Self-service & Automated Response Systems
Legacy vs. IP-based
by Ed LaBanca, CollabGen
Published October 2005, Posted October 2005

 

Abstract:

 

This generic paper is the third in a series on migrating toward a Unified Telecommunication Model (UTM) in the enterprise. The first paper was on UTM for Communication Servers & Contact Distribution Systems, and the second paper was on UTM for Voice-over-IP Network Design - including WiFi & Mobility.

 

This paper addresses UTM for Self-service & Automated Response Systems which until recently have been implemented extensively on first generation stand-alone systems in conjunction with PBXs within an enterprise.  This paper also provides an introduction to current Interactive Web Response (IWR) and speech-enabled Interactive Voice Response (IVR) self-service systems.

 

Interactive Web Response (IWR) Systems have been deployed using Hyper-text Markup Language (HTML) and Extensible Markup Language (XML) for customer specific data interaction via a web browser. Initially systems used the back-end host database integration of IVR systems to pass customer-specific data to the IWR system via a common gateway interface (CGI) script.
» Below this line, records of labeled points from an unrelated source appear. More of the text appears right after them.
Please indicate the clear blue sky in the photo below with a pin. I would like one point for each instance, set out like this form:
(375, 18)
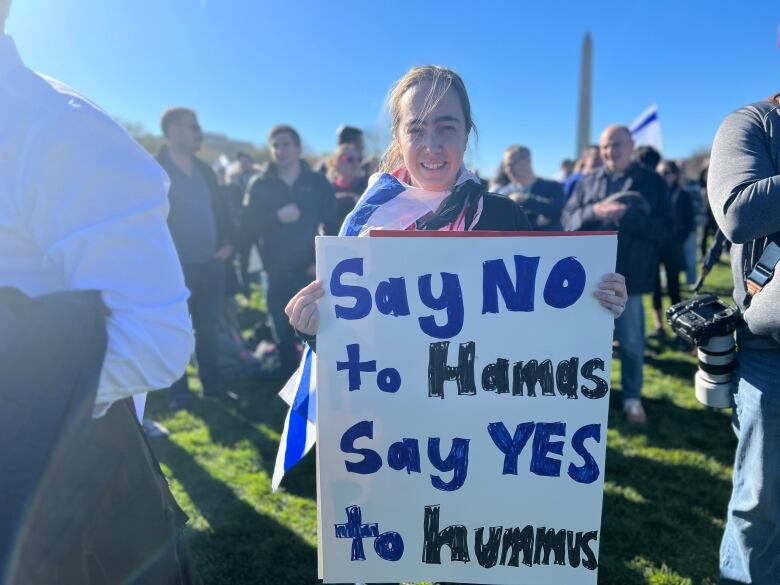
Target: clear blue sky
(245, 65)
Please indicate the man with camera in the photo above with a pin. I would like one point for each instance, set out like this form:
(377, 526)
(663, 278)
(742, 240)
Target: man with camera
(744, 194)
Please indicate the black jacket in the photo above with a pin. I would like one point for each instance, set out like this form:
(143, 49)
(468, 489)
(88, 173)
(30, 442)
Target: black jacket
(642, 229)
(500, 214)
(288, 247)
(227, 231)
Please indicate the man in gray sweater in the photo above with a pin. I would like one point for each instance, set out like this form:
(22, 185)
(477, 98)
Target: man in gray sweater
(744, 193)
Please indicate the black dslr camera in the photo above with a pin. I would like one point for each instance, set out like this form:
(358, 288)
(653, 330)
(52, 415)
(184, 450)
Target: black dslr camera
(709, 323)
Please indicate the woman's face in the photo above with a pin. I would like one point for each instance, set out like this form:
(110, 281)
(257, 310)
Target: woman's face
(432, 148)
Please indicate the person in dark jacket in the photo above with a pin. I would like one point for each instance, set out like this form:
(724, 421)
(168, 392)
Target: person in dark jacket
(744, 192)
(346, 175)
(288, 204)
(437, 160)
(540, 199)
(624, 196)
(205, 237)
(671, 254)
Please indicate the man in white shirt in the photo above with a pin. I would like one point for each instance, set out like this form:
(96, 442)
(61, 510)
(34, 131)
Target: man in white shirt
(83, 207)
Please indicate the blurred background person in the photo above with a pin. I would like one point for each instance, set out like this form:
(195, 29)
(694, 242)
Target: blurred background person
(287, 205)
(566, 170)
(205, 237)
(345, 173)
(624, 195)
(671, 254)
(648, 157)
(540, 199)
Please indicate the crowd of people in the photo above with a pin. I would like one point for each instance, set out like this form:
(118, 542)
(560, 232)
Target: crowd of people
(277, 209)
(116, 267)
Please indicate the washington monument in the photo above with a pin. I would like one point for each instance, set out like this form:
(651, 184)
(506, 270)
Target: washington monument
(586, 74)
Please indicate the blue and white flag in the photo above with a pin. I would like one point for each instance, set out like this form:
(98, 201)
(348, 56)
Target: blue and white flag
(389, 203)
(646, 129)
(300, 428)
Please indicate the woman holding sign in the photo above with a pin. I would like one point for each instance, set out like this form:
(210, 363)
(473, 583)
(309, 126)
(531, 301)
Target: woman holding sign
(425, 185)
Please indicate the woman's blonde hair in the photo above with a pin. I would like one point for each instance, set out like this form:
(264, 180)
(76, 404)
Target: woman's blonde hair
(441, 80)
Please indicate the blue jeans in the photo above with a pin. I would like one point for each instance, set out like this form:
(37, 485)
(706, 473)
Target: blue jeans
(750, 550)
(630, 332)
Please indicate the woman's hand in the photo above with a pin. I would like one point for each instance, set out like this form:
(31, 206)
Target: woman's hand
(302, 310)
(612, 293)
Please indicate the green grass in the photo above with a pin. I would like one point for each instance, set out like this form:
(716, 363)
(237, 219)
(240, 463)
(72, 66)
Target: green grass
(666, 485)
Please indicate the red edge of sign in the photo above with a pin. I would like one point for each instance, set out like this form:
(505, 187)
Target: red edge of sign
(478, 234)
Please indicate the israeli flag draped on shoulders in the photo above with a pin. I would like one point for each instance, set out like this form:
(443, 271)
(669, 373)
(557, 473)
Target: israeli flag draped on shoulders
(389, 203)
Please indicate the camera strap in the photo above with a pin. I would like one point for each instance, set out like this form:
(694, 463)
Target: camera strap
(765, 268)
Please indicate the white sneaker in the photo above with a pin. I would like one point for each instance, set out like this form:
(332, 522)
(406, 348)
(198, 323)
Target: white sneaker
(635, 413)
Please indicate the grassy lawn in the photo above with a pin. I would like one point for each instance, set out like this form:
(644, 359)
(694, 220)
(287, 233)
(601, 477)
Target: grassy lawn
(666, 486)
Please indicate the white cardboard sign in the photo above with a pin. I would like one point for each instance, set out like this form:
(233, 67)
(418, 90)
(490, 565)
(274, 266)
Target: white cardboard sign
(463, 389)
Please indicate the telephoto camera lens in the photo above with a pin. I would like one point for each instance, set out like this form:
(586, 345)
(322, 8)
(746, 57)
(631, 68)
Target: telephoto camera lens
(715, 377)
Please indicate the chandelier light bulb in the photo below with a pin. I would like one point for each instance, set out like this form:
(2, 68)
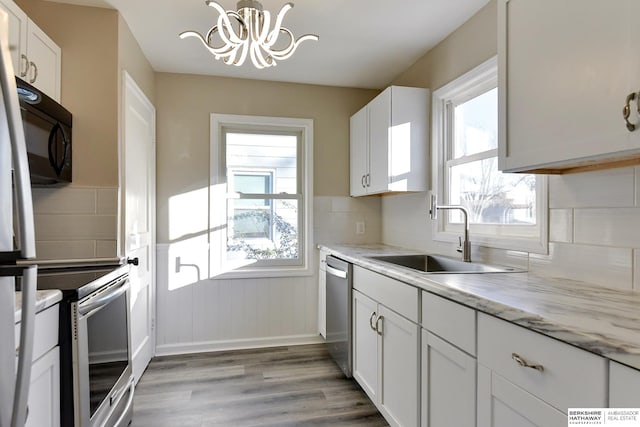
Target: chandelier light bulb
(246, 32)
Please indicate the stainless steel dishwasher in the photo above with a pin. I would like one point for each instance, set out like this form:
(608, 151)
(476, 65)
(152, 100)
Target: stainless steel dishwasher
(339, 274)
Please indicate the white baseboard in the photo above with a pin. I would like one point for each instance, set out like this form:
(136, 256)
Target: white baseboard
(240, 344)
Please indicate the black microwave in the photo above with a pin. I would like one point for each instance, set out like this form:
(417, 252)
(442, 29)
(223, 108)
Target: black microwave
(47, 131)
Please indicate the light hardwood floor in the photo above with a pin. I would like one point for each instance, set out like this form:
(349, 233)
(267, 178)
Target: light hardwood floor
(283, 386)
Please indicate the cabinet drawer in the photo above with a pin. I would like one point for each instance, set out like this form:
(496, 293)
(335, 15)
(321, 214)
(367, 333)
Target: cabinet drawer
(398, 296)
(452, 322)
(624, 386)
(571, 378)
(46, 331)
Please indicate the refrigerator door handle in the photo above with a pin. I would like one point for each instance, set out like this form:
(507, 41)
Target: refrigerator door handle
(25, 357)
(19, 154)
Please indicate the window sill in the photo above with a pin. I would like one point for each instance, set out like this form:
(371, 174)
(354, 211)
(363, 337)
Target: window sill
(263, 273)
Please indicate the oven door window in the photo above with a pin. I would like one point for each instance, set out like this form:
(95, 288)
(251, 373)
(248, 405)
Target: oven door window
(108, 349)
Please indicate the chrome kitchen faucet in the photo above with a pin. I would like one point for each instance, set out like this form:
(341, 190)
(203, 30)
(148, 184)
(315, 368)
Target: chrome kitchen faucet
(465, 246)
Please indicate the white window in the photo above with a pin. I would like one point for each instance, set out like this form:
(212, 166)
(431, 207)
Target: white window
(261, 193)
(505, 210)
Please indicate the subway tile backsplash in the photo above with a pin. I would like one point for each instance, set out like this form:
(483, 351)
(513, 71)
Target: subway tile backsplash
(346, 220)
(75, 222)
(594, 229)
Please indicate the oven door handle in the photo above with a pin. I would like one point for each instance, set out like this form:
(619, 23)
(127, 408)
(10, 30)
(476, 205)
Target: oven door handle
(103, 300)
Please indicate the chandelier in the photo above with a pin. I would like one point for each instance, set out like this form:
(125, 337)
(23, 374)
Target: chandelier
(250, 35)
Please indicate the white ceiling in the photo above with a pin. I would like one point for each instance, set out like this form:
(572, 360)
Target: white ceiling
(363, 43)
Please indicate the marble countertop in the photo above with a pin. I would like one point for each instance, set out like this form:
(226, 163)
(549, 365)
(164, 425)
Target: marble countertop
(44, 300)
(597, 319)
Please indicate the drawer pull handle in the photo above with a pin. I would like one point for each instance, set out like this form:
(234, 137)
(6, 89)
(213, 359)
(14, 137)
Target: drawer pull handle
(626, 111)
(520, 361)
(379, 324)
(371, 325)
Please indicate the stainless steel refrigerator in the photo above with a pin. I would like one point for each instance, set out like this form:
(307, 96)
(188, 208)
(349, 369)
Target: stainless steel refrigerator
(17, 243)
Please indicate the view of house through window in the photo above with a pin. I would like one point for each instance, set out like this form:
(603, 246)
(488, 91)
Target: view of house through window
(506, 210)
(264, 196)
(474, 181)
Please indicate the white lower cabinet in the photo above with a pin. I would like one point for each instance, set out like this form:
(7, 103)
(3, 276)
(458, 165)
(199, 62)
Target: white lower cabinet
(44, 391)
(399, 368)
(448, 363)
(43, 406)
(624, 386)
(322, 293)
(386, 361)
(365, 344)
(528, 379)
(448, 384)
(503, 404)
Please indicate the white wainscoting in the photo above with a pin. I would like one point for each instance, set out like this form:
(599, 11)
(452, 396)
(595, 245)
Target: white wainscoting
(202, 314)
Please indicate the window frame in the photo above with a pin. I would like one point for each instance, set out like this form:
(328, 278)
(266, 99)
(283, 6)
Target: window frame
(219, 265)
(475, 82)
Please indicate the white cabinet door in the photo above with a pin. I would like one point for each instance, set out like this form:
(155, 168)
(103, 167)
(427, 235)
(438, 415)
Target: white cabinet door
(448, 384)
(365, 344)
(379, 127)
(138, 202)
(17, 36)
(322, 294)
(399, 375)
(359, 156)
(563, 81)
(44, 391)
(390, 144)
(624, 386)
(36, 58)
(45, 62)
(503, 404)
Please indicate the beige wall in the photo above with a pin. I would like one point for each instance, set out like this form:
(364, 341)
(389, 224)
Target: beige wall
(132, 59)
(471, 44)
(185, 102)
(96, 44)
(89, 42)
(81, 220)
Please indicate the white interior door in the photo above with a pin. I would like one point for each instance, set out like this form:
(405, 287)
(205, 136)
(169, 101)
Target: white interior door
(138, 203)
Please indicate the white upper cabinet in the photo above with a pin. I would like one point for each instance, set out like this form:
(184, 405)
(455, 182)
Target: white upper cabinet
(565, 71)
(36, 58)
(389, 143)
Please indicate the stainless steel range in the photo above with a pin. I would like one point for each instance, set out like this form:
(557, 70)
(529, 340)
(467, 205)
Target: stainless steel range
(95, 352)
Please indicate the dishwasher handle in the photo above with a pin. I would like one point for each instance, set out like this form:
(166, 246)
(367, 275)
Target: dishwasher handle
(335, 272)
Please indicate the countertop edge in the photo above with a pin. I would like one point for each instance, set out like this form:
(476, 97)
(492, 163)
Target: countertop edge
(623, 351)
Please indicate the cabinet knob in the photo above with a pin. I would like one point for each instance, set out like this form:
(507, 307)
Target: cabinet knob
(35, 72)
(379, 324)
(371, 325)
(626, 111)
(522, 362)
(25, 67)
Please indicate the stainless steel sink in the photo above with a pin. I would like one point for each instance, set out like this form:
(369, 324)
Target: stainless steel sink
(440, 264)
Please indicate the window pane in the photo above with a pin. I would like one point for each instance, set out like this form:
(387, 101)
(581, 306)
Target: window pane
(263, 154)
(476, 125)
(266, 230)
(252, 183)
(490, 196)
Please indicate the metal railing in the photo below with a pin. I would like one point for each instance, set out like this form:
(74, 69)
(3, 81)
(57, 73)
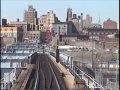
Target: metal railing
(82, 75)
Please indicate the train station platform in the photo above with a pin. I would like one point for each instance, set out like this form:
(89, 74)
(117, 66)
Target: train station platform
(69, 79)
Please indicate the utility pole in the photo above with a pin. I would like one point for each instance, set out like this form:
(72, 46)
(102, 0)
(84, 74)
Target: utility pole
(57, 50)
(92, 53)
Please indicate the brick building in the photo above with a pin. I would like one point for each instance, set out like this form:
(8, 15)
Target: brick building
(110, 24)
(45, 21)
(15, 32)
(25, 26)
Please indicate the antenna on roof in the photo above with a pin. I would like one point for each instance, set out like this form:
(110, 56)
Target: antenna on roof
(99, 21)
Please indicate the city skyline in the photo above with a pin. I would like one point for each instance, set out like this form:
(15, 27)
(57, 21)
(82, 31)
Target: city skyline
(96, 9)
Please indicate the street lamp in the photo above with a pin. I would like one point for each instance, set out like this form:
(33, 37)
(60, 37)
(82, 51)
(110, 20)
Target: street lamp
(117, 66)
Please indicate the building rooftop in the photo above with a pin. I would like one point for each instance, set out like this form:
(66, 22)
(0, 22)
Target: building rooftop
(60, 23)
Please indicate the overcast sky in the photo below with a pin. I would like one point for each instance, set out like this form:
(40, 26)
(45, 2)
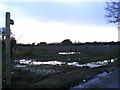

This replicated the same functions as the IVR system. However, with the emergence of Voice XML this function reversed so the IWR system feeds back to the IVR system, since the IWR application can be more elaborate via the graphical user interface (GUI) and the IVR system functions as a subset.

 

Interactive Voice Response (IVR) Systems have been deployed for quite some time for customer specific data interaction via a phone with optional Text-to-Speech (TTS) and Automated Speech Recognition (ASR) more commonly referred to as speech recognition. An enormous number of different speech self-service applications have been successfully deployed. They include customer service applications in financial services, travel, catalog, and telecom. Many internal enterprise applications are also common, such as password reset and human resource benefits enrollment.

 

The concentration for speech recognition is on call / contact center applications, but the material applies equally well to any function that can be processed by telephone. Such applications are dependent on specific organizational requirements but warrant research relative to the capabilities that may already be in place within the contact center, and to extend these capabilities throughout the enterprise including mobile workers. New telecommunication standards such as Session Initiated Protocol (SIP), which incorporates new communication features such as presence, enables real-time multi-media communications over IP, including toll quality voice, in the same way that Hyper-text Transfer Protocol (HTTP) provides the exchange of files over IP either within the enterprise or via the Internet. The fact that these two capabilities can now be combined over the same network for voice and data provides opportunities for new self-service applications.